28 septembre 2017
Policier qui vole du temps
La Régie Richelieu-Saint-Laurent ne peut toujours pas le congédier
Par: Denis Bélanger
Bertrand Déry est policier depuis 1979 et occupait les fonctions de sergent détective chargé d’enquêtes. Photo: Archives

Bertrand Déry est policier depuis 1979 et occupait les fonctions de sergent détective chargé d’enquêtes. Photo: Archives

La Régie intermunicipale de police Richelieu-Saint-Laurent (RIPRSL) se fait débouter en cour supérieure dans le dossier de Bertrand Déry. Le tribunal a refusé de renverser le verdict d’un arbitre qui avait obligé le corps de police à réintégrer M. Déry dans ses rangs.

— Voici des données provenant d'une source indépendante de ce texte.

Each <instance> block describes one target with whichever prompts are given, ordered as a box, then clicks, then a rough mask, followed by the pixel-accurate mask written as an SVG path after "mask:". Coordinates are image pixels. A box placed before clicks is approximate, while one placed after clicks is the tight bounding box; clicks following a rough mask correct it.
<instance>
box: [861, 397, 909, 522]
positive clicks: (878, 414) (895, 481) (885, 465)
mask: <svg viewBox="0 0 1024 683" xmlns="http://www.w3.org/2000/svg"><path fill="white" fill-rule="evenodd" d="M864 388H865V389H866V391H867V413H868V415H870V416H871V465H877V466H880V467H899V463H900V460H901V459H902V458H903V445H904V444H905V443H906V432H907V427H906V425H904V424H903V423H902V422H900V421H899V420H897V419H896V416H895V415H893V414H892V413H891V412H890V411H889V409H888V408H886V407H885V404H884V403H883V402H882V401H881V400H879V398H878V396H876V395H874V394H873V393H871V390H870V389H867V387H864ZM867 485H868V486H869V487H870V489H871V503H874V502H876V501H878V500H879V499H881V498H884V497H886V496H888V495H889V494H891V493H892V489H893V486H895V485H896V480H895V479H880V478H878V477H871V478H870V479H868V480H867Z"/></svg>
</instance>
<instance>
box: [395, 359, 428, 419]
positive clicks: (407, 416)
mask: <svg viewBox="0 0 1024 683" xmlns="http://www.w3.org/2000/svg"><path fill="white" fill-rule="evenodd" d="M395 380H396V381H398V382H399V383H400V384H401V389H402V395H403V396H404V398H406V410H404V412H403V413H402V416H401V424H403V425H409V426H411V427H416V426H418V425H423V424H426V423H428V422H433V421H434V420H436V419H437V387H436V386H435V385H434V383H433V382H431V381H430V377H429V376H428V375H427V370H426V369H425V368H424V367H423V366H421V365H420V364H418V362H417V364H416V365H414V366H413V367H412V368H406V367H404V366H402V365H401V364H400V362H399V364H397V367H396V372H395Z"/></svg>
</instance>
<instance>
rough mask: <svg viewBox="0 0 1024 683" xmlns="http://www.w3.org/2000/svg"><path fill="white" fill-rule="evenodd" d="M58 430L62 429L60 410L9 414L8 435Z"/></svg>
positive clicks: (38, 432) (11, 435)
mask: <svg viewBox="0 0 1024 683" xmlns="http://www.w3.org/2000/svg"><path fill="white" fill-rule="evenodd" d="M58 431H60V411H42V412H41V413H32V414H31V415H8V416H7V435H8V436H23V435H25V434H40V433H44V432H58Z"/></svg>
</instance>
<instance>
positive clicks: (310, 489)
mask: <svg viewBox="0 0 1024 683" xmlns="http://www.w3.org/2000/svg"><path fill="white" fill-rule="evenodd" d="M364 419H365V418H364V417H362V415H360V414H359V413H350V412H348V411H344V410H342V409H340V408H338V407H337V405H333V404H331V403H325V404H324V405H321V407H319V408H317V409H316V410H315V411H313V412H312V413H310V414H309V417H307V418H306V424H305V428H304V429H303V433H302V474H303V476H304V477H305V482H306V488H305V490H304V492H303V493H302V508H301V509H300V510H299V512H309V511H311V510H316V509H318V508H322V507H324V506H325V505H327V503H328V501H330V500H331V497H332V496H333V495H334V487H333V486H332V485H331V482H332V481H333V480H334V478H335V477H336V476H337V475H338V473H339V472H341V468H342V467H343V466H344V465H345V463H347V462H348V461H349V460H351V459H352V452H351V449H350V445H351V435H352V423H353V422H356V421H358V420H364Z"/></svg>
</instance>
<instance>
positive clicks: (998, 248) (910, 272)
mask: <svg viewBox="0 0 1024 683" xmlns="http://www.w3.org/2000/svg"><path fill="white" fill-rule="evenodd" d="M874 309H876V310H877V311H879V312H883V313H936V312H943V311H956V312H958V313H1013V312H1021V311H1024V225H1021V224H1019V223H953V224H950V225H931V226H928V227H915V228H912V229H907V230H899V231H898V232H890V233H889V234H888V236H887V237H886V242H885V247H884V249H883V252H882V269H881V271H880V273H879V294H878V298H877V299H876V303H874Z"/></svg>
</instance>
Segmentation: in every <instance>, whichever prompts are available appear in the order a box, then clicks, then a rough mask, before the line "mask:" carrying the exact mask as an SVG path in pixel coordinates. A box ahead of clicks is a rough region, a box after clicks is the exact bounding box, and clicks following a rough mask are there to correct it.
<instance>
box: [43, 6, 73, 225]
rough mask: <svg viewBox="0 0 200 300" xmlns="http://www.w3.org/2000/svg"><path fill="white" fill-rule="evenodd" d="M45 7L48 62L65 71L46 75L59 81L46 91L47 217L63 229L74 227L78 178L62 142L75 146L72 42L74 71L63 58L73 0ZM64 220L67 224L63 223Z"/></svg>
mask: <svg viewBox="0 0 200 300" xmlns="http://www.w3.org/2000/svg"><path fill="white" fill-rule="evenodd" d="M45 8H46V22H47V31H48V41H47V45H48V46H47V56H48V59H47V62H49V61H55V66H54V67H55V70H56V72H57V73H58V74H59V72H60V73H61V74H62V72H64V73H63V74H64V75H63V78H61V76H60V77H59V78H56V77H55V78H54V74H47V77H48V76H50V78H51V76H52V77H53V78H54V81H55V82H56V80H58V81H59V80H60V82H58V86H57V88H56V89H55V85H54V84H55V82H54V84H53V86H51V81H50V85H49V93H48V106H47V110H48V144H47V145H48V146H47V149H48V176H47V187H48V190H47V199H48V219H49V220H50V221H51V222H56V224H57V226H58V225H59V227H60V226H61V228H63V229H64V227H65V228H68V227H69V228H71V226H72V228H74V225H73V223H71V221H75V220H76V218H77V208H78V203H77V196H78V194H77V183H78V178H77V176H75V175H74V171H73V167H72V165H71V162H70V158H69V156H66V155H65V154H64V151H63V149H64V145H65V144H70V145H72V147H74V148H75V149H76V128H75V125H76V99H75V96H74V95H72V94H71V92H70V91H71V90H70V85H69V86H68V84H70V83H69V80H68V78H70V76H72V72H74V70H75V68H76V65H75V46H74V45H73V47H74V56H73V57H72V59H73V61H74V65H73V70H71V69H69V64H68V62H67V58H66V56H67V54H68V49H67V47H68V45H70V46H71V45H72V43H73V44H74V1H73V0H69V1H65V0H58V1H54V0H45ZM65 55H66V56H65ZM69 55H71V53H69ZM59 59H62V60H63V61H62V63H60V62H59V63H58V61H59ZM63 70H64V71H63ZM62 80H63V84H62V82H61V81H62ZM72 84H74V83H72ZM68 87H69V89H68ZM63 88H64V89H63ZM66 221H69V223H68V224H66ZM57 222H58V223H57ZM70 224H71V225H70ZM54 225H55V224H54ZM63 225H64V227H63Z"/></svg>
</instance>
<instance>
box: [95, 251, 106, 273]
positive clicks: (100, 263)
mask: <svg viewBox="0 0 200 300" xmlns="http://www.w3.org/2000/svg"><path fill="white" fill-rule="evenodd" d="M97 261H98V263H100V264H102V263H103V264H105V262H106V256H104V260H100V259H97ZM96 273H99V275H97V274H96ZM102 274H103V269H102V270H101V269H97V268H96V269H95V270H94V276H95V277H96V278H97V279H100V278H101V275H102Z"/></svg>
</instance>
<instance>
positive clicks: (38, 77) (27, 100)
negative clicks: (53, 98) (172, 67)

Bertrand Déry a été destitué le 23 mars 2011 après que la RIPRSL se soit aperçue qu’il n’avait pas travaillé toutes ses heures de travail, soit 155 heures, soit l’équivalent de 6000$ en salaire. Le 14 mars 2016, l’arbitre de grief André Bergeron avait remplacé la destitution par une suspension de quatre mois.
Bertrand Déry volait du temps depuis 2005. Selon l’arbitre, la RIPRSL tolérait ce geste, et c’est un des motifs qui l’a conduit à annuler la destitution. L’arbitre a de plus jugé le congédiement discriminatoire, car la RIPRSL avait imposé une sanction moins lourde en 2008 pour un cas «semblable».
Des erreurs
La RIPRSL avait relevé trois erreurs dans la décision de l’arbitre de grief qui justifiaient l’intervention. «La réintégration du plaignant dans ses anciennes fonctions et la conclusion de l’arbitre à l’effet que la Direction n’avait aucun motif valable pour affirmer que le lien de confiance était rompu sont inconcevables compte tenu de l’importance du rôle du policier dans la société et de la nécessaire confiance du public envers les policiers», plaidait notamment la régie.
Les arguments de l’employeur n’ont toutefois pas réussi à convaincre la juge Suzanne Courchesne. Bien qu’elle reconnaisse que la décision de l’arbitre ait été clémente, elle n’était toutefois pas complaisante, irrationnelle ou déraisonnable. «Elle repose sur une analyse et un raisonnement compréhensibles et intelligibles et fait partie des issues possibles au regard des faits et du droit», peut-on lire dans le jugement rendu public dernièrement.
Le directeur de la RIPRSL, Bruno Pasquini, a bien voulu réagir à la décision. «Bien que nous croyons toujours en la pertinence de notre position défendue en Cour supérieure, la Régie n’entend pas à ce moment-ci entreprendre d’autres démarches judiciaires dans ce dossier.»
Le journal a tenté de contacter également le syndicat, la Fraternité des policiers et policières Richelieu Saint-Laurent, mais le syndicat n’avait pas rappelé le journaliste au moment de mettre sous presse.
C’était la deuxième fois en peu de temps que le dossier Bertrand Déry défrayait la manchette. M. Déry s’est vu refuser cet été une compensation de 25 000$ pour dommages moraux par l’arbitre André Bergeron.